The same preposition of law is propounded in Craies on Statute Law, 7th Edition, page No.94).

In the interpretation of the word 'thing' money has to be included and it cannot be excluded as prayed by the petitioner from Section 67(2).

The authorities have rightly seized the amount from the husband of the petitioner and unless and until the investigation is carried out and the matter is finally adjudicated, the question of releasing the amount does not arise, is the conclusion of the decision of the Gujarat while disposing the Writ Petition filed by the wife.


It is not that such words as 'the official may by himself search for and seize documents or books or things which in his opinion may be useful for or relevant to any proceeding under the Act', were absent under the earlier enactments that it got introduced only now newly under the GST regime. Such phraseology had always been in use in the Act but without any precipitated actions of cash seizures as in the present.

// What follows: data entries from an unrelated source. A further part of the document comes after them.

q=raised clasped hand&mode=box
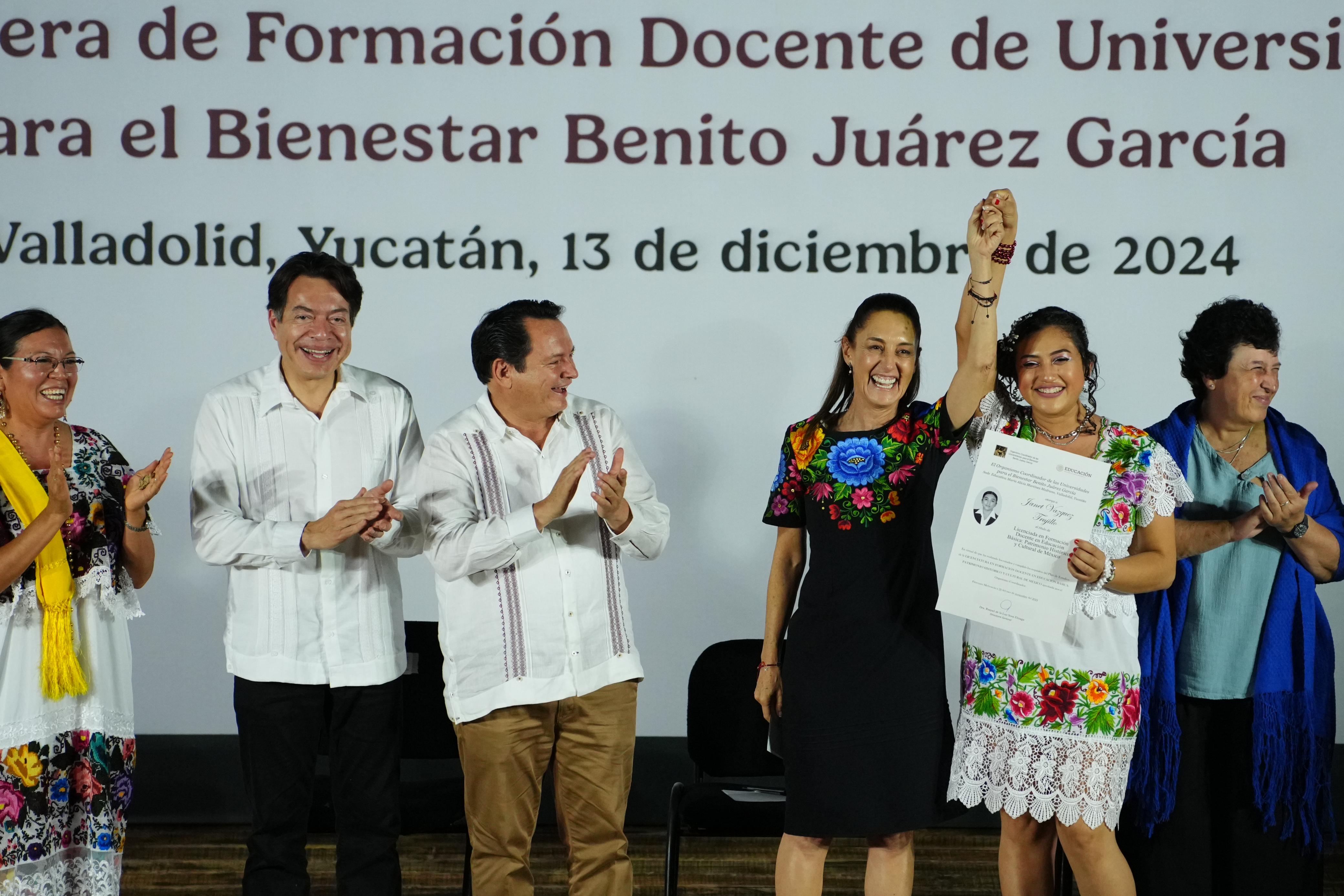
[593,449,632,535]
[126,449,172,513]
[966,199,1004,263]
[985,189,1017,245]
[359,480,406,541]
[1068,540,1106,584]
[1259,473,1318,533]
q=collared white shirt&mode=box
[419,394,668,723]
[191,359,423,686]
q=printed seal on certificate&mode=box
[938,433,1109,642]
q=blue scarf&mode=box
[1128,402,1344,852]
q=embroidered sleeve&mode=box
[915,396,976,455]
[1139,439,1195,525]
[762,422,806,529]
[966,390,1013,463]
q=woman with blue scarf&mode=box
[1124,298,1344,896]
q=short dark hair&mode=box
[0,308,70,369]
[266,253,364,324]
[1180,297,1278,402]
[472,298,564,383]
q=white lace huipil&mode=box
[948,392,1192,829]
[0,426,141,896]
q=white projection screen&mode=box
[0,0,1344,735]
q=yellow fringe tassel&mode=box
[37,567,89,700]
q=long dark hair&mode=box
[806,293,921,438]
[0,308,70,369]
[994,305,1101,414]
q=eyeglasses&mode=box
[0,356,83,376]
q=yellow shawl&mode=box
[0,438,89,700]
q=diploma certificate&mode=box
[938,433,1110,641]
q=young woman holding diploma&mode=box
[755,189,1017,896]
[948,308,1190,896]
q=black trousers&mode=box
[234,677,402,896]
[1119,696,1325,896]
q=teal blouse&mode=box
[1176,426,1284,700]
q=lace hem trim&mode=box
[0,846,121,896]
[948,713,1134,830]
[0,697,136,747]
[0,565,145,625]
[1139,439,1195,525]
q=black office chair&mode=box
[308,622,472,896]
[663,638,783,896]
[1055,842,1074,896]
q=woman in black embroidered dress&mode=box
[755,189,1017,896]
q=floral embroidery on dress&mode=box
[0,731,136,868]
[961,643,1140,739]
[765,399,961,531]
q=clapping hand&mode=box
[42,445,75,525]
[1259,473,1318,533]
[593,449,632,535]
[300,482,391,556]
[532,449,597,531]
[126,449,172,513]
[359,480,406,541]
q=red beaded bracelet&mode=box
[989,239,1017,265]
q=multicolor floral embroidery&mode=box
[961,643,1140,737]
[766,400,961,529]
[0,731,136,873]
[1000,412,1156,532]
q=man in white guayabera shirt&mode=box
[419,301,668,896]
[191,253,423,896]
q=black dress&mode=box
[765,400,965,837]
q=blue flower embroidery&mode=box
[980,659,999,685]
[770,451,789,492]
[826,438,887,485]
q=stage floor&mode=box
[121,825,1344,896]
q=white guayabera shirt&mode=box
[191,359,423,686]
[419,394,668,723]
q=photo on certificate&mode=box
[938,433,1109,641]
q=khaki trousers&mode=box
[456,681,637,896]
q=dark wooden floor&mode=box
[122,825,1344,896]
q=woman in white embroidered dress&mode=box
[0,309,172,896]
[948,308,1190,896]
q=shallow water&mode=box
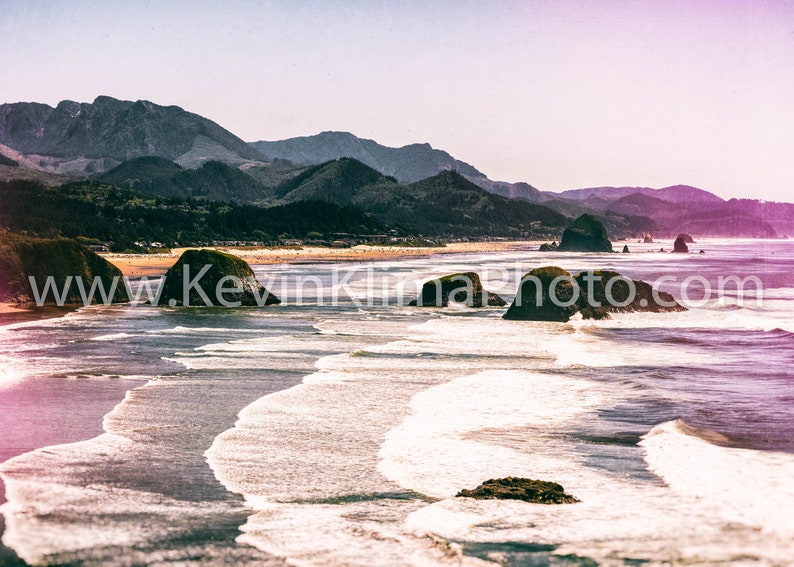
[0,241,794,565]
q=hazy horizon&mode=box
[0,0,794,201]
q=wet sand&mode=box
[97,242,539,277]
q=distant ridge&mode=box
[276,158,568,238]
[96,156,272,204]
[251,132,485,183]
[544,185,725,205]
[0,96,262,174]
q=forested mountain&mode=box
[251,132,485,183]
[0,96,794,237]
[0,96,262,173]
[276,159,567,237]
[0,181,388,250]
[97,157,273,204]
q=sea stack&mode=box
[673,236,689,254]
[503,266,687,323]
[558,214,612,252]
[408,272,507,307]
[160,250,281,307]
[504,266,576,323]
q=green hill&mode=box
[0,231,128,304]
[0,181,388,251]
[96,156,272,203]
[276,158,567,237]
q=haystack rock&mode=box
[673,236,689,254]
[558,214,612,252]
[160,250,281,307]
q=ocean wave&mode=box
[640,420,794,538]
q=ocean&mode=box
[0,240,794,566]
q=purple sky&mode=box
[0,0,794,201]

It would appear that there was no provocation for the Gujarat HC to suddenly conclude in the recent case supra that 'things' included cash since it always did.

But, in the said process of rendering such an Obiter dictum, it makes one fear that it must not lead to a myth that the GST Act provisions of 67(2) from now on authorized officers to seize cash during investigation and, therefore, it would be all right anymore to do it mechanically in all cases in the future.


Money is a medium of exchange; it allows people to obtain what they need to live. Like gold and other precious metals, money has worth because for most people it represents something valuable. Fiat money is government-issued currency that is not backed by physical goods but by gold reserves of the issuing government.

Thus Fiat money which is the token of people's perception of worth in a modern Market Economy, the basis for why money is created and which represents its equivalent in value of goods.

It also represents the assurance of the issuing government to back its currency, and therefore has certain distinct character and therefore can't be equated to the expression 'things' occurring in a statute book without seeing it in the proper light and the surrounding Laws that prohibit its seizure in the ordinary course of investigation by tax officials.

It would look an archaic approach of referring to the explanations found from some old Lexicons to define money in a dynamic economic context and equate it to things just to find support in Law for the occurrence of the term things to include money.

Semantically it may be all right to indulge in such an academic exercise, but it is trite law that seizure of cash found in business premises during the course of investigation to be strictly shunned under indirect tax Laws, unlike under the Income tax Act where it is provided for ultimate adjustment of the Assets seized towards current tax liability, which is not the case in indirect tax Laws.

Money is a vehicle to run the business and an unwarranted seizure of it will only put breaks on the movement of the business. Not only that, the seizure of cash also affects individual liberty enshrined under Article 21 of the Constitution.

In the context of personal liberty, it is settled law now that personal liberty cannot be cut out or cut down without fair legal procedure. Detention of cash or goods by the tax authorities without reasonable cause is held violative of Article 21 of the Constitution.

So unless and until there is prima facie nexus between available cash and taxable goods sold clandestinely, the cash should not be seized nor people arrested on flimsy grounds.

Therefore, it would not be all right to seize cash unmindfully as a matter of routine during investigation, regardless of the indirect tax enactments including GST, quite contrary to the past practice of circumspection and care.

The seizure of cash certainly shouldn't be thought as the means to pressurize the business for any demand which is legally unsustainable, is the humble view of the Author.

[The Author is a former Assistant Commissioner of GST, Chennai and a CBIC Master Trainer, GST and currently a Senior Associate, Indirect & Corporate Taxes, at a Chennai-based Law Firm, RANK Associates. The views of the Author are purely personal.]